I can't get past the earless LM heads, m'self....But when you've been raising the long ears for 10 yrs or so, that's understandable, right?


----------



## freemotion (Aug 22, 2009)

I like your answer.....I will ask about the individual bucks and their mothers and daughters, if info is available, and hopefully I will like an Oberhasli and he will be affordable!  Hopefully, Mya will like him, too!


----------



## Goatfarmer (Aug 22, 2009)

My vote is for the Oberhasli or the Toggenburg, if it were me. I just cant get past the no ears thing. Thats just WEIRD!!!   All up to you tho! We have Saanens and Oberhasli and Oberhasli mix. The oberhasli are beautiful but very high strung, have great personalities tho!!  Good luck!!


----------



## freemotion (Aug 22, 2009)

Darn, now it seems that I might just buy a buckling.  There are just no available bucks here that won't cost me an arm and a leg by the time I have a vet check done (probably at least $150-200 here, could be more) and hire someone to haul the doe (I just have a car, no buck-y doe is getting in it!) and pay the fee.  Might as well just buy a lactating doe by the time I'm done!  Ahh, suburbia!  So they have a couple of LaMancha bucklings from great milking lines available for $100 each.  I am thinking of keeping one until the doe is bred, then selling for my purchase price.  So 3-4 months of food.  The buck (-ling?) is now four months old.  

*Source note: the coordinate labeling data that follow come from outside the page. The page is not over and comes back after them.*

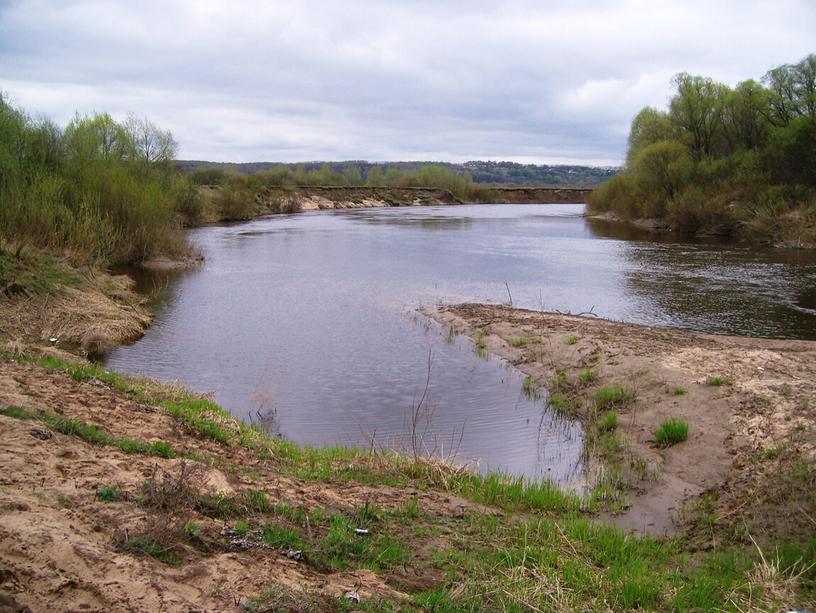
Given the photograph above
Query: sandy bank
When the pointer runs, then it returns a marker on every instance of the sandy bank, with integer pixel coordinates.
(88, 312)
(747, 436)
(65, 549)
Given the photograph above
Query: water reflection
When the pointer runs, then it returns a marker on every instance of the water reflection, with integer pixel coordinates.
(313, 317)
(718, 285)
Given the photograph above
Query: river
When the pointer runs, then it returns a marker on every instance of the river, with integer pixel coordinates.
(311, 319)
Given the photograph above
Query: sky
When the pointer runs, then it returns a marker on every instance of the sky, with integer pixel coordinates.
(532, 82)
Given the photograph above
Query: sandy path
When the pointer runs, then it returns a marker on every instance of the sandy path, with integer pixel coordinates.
(769, 401)
(58, 543)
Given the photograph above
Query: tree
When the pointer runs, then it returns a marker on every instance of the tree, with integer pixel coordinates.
(352, 176)
(745, 115)
(152, 144)
(662, 170)
(696, 110)
(648, 127)
(98, 137)
(792, 91)
(374, 177)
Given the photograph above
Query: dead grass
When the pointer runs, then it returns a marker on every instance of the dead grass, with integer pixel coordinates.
(102, 312)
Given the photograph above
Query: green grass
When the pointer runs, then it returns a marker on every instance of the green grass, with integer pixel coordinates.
(608, 422)
(670, 432)
(330, 463)
(148, 547)
(481, 343)
(90, 433)
(555, 564)
(107, 493)
(550, 559)
(717, 381)
(530, 389)
(614, 395)
(587, 375)
(192, 530)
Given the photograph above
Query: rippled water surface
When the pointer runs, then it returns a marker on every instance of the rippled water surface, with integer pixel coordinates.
(314, 315)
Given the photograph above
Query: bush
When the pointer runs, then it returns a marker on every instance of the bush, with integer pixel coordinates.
(89, 189)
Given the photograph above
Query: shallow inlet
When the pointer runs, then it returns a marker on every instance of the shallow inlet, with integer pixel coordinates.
(313, 317)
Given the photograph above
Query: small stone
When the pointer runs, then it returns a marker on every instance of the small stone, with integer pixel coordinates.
(353, 596)
(41, 433)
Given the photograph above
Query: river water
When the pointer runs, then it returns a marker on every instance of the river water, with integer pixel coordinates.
(311, 318)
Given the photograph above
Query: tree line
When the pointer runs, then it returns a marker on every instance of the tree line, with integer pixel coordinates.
(96, 189)
(360, 172)
(730, 160)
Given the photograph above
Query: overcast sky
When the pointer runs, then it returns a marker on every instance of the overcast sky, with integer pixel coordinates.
(387, 80)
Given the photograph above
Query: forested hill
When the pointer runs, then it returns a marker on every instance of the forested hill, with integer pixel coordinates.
(503, 173)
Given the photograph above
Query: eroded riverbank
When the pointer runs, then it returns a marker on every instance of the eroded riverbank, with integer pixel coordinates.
(749, 403)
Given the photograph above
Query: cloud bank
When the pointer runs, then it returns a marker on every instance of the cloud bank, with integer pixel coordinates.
(448, 80)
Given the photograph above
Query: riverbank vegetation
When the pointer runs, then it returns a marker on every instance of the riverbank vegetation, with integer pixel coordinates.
(96, 190)
(732, 161)
(360, 172)
(296, 528)
(437, 176)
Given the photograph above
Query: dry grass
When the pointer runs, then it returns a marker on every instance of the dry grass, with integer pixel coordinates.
(92, 318)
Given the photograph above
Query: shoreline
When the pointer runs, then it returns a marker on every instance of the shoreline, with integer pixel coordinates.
(762, 404)
(123, 491)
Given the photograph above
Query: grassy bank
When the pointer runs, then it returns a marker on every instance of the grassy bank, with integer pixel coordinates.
(433, 537)
(96, 189)
(729, 161)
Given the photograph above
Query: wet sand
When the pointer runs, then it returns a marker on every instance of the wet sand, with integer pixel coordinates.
(744, 436)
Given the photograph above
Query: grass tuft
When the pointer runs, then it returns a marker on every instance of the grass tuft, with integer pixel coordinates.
(107, 493)
(614, 395)
(670, 432)
(609, 422)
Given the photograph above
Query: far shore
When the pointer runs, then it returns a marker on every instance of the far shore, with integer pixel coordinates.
(748, 403)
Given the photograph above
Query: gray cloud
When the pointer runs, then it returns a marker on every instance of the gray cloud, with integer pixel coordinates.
(248, 81)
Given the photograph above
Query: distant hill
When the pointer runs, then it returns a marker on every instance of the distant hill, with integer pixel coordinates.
(499, 173)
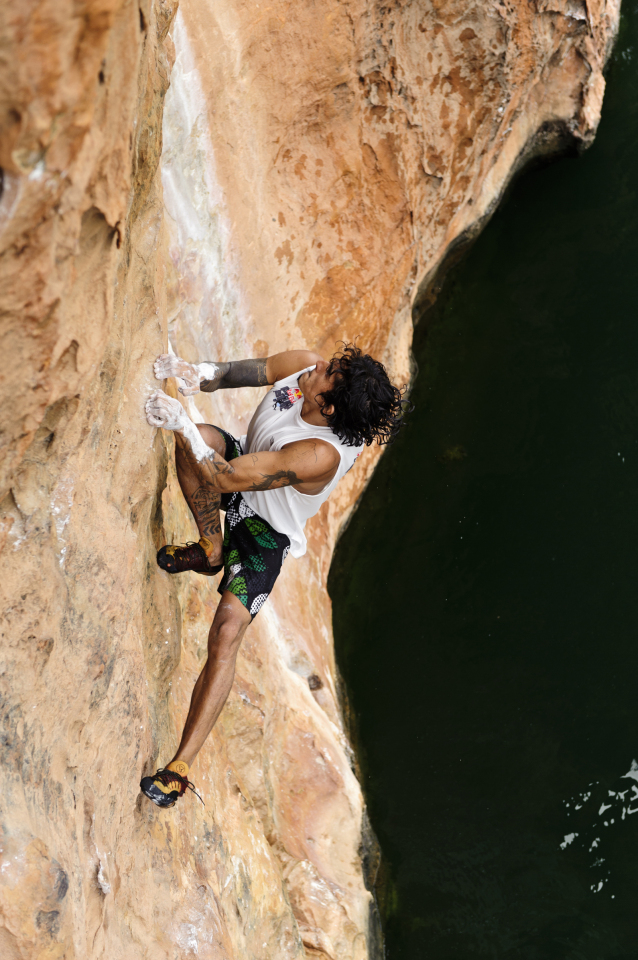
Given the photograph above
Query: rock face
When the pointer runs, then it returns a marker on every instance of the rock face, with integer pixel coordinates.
(319, 163)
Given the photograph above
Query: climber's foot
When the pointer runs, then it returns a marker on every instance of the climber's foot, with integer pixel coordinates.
(167, 786)
(191, 556)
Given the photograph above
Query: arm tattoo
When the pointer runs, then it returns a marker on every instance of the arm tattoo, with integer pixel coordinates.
(205, 503)
(238, 373)
(282, 478)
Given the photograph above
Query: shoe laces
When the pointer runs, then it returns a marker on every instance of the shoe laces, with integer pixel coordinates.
(166, 776)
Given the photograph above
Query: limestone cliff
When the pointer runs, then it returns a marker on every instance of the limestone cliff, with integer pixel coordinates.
(301, 180)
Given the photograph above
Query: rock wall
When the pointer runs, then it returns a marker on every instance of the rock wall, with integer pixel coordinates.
(319, 163)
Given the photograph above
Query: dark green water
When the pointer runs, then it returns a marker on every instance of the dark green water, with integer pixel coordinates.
(485, 604)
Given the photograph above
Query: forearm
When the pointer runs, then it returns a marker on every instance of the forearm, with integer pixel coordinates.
(236, 373)
(213, 471)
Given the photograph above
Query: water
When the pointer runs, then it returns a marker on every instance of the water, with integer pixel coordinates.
(485, 592)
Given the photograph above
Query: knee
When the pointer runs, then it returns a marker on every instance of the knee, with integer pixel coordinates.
(225, 637)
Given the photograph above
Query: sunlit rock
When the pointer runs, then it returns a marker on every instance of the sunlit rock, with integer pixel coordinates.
(302, 180)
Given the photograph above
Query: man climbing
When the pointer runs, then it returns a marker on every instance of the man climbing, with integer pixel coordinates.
(304, 436)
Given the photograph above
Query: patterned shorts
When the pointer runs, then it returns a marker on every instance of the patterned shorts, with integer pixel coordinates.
(253, 550)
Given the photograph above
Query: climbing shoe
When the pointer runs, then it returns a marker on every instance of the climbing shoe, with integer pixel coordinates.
(191, 556)
(166, 787)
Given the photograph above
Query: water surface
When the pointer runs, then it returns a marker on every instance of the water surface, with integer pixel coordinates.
(485, 592)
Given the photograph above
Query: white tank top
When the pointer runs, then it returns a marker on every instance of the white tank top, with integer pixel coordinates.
(276, 422)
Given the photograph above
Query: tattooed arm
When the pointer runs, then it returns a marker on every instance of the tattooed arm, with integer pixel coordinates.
(223, 375)
(308, 465)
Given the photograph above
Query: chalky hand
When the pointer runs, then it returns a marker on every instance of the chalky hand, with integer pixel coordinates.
(164, 411)
(186, 373)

Waddaya think?  I know he will stink.  Can't be helped.  I don't know what else to do.  I ran into this last year and ended up buying a bred doe.  Can't do that every year!


----------



## Goatfarmer (Aug 22, 2009)

freemotion said:
			
		

> Darn, now it seems that I might just buy a buckling.  There are just no available bucks here that won't cost me an arm and a leg by the time I have a vet check done (probably at least $150-200 here, could be more) and hire someone to haul the doe (I just have a car, no buck-y doe is getting in it!) and pay the fee.  Might as well just buy a lactating doe by the time I'm done!  Ahh, suburbia!  So they have a couple of LaMancha bucklings from great milking lines available for $100 each.  I am thinking of keeping one until the doe is bred, then selling for my purchase price.  So 3-4 months of food.  The buck (-ling?) is now four months old.
> 
> Waddaya think?  I know he will stink.  Can't be helped.  I don't know what else to do.  I ran into this last year and ended up buying a bred doe.  Can't do that every year!

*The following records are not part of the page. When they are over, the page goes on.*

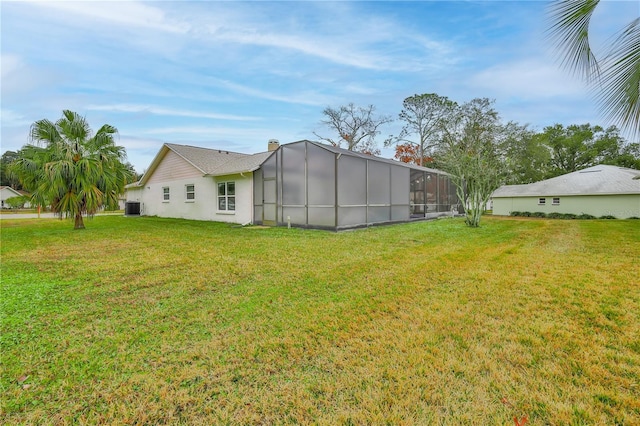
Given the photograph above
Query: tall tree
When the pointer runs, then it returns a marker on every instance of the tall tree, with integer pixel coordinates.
(6, 178)
(409, 153)
(615, 74)
(71, 169)
(526, 158)
(471, 154)
(423, 117)
(578, 146)
(356, 127)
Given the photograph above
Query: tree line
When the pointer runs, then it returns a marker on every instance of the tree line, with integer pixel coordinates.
(472, 143)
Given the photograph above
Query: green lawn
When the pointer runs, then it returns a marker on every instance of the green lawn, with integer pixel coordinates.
(150, 321)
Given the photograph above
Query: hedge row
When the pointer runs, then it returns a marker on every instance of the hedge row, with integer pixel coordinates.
(563, 215)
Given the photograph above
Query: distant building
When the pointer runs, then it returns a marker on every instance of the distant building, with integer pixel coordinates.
(598, 191)
(7, 192)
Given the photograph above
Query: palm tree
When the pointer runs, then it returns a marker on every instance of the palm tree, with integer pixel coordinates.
(615, 75)
(69, 168)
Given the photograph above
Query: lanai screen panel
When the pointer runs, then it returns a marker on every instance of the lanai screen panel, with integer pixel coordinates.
(379, 192)
(432, 192)
(443, 193)
(257, 196)
(321, 186)
(294, 191)
(352, 191)
(400, 193)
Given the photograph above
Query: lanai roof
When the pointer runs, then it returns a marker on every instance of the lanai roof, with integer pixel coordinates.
(596, 180)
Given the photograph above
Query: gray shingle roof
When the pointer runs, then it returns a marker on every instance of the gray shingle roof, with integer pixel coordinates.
(596, 180)
(212, 161)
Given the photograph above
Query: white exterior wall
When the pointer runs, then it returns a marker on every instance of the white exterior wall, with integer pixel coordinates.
(175, 173)
(620, 206)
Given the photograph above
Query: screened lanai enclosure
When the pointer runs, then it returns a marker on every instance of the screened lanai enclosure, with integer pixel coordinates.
(312, 185)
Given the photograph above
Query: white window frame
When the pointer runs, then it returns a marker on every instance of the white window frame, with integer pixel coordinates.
(226, 196)
(187, 193)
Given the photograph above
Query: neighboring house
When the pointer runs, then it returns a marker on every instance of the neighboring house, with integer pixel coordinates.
(8, 192)
(304, 183)
(598, 191)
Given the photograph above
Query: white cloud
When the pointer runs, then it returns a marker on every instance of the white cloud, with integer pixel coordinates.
(527, 79)
(123, 13)
(11, 118)
(156, 110)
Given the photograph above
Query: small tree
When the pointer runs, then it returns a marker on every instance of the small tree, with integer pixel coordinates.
(356, 127)
(470, 153)
(424, 117)
(71, 169)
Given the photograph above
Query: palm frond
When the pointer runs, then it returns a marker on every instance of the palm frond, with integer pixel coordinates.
(569, 32)
(619, 98)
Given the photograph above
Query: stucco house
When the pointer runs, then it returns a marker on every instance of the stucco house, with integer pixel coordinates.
(598, 191)
(197, 183)
(7, 192)
(303, 183)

Not such a bad idea.Ive heard of lots of people doing that, especially with pure bred bucks, because they say the purebreds dont live as long as the crosses. May even make a lil money that way.  Good luck!!


----------



## lupinfarm (Aug 22, 2009)

I think that is a great plan... I found out the hard way that they *will* pee in your car  ... Although, freakishly, Hermiones pee didn't get on the car seat :S


----------



## freemotion (Aug 22, 2009)

You should've seen the reaction I got at traffic lights in the city I had to go through when I brought my little Ginger Peach home at five weeks old.  I put a piece of plywood so she couldn't jump into the front seat, put every conceivable and absorbant rug, blanket, towel, etc I could come up with on the back seat, and covered it all with two layers of tarp.  She never pee'd.  She had fun looking out the windows, though!


----------



## Roll farms (Aug 22, 2009)

Penny, my black Ob doe...rode home in the back of my jeep w/ a Depends on.
Seriously.  Taped on, so it wouldn't slide down.
Won't work on lactating does or bucks, but great for does / doelings....jes sayin' for future reference.
It was a 2 hr trip and we got a LOT of looks.


----------



## lupinfarm (Aug 22, 2009)

Hahaha... 

Unfortunately I don't have much space in the back of the truck (just a supercab) so the girls had to be locked in a crate the whole way home. It was easier to get them into their pen when we got home anyway.


----------



## freemotion (Aug 23, 2009)

Ha!  Depends!  There are some at the discount store across the street....what size for a full-grown goat????

The only reason Ginger rode loose in the back seat instead of in a crate is that I went to buy a lactating doe (didn't bring the crate) and came home with a baby instead!  Responding to my heart and not my head again!  The doe had an extra teat, and the doeling was perfect, and I'd just lost a buckling after a long, hard struggle....Never go shopping when you are hungry...   But I love my little Ginger Peach, she is a major sweetie-pie!


----------



## lupinfarm (Aug 23, 2009)

We have a bunch of crates, the one I used would probably have fit a labrador retriever a bit snugly  It just fit wedged between my front and back seats haha. Oh yeah, and it's one of those wire crates not the plastic ones although the plastic ones are even better. 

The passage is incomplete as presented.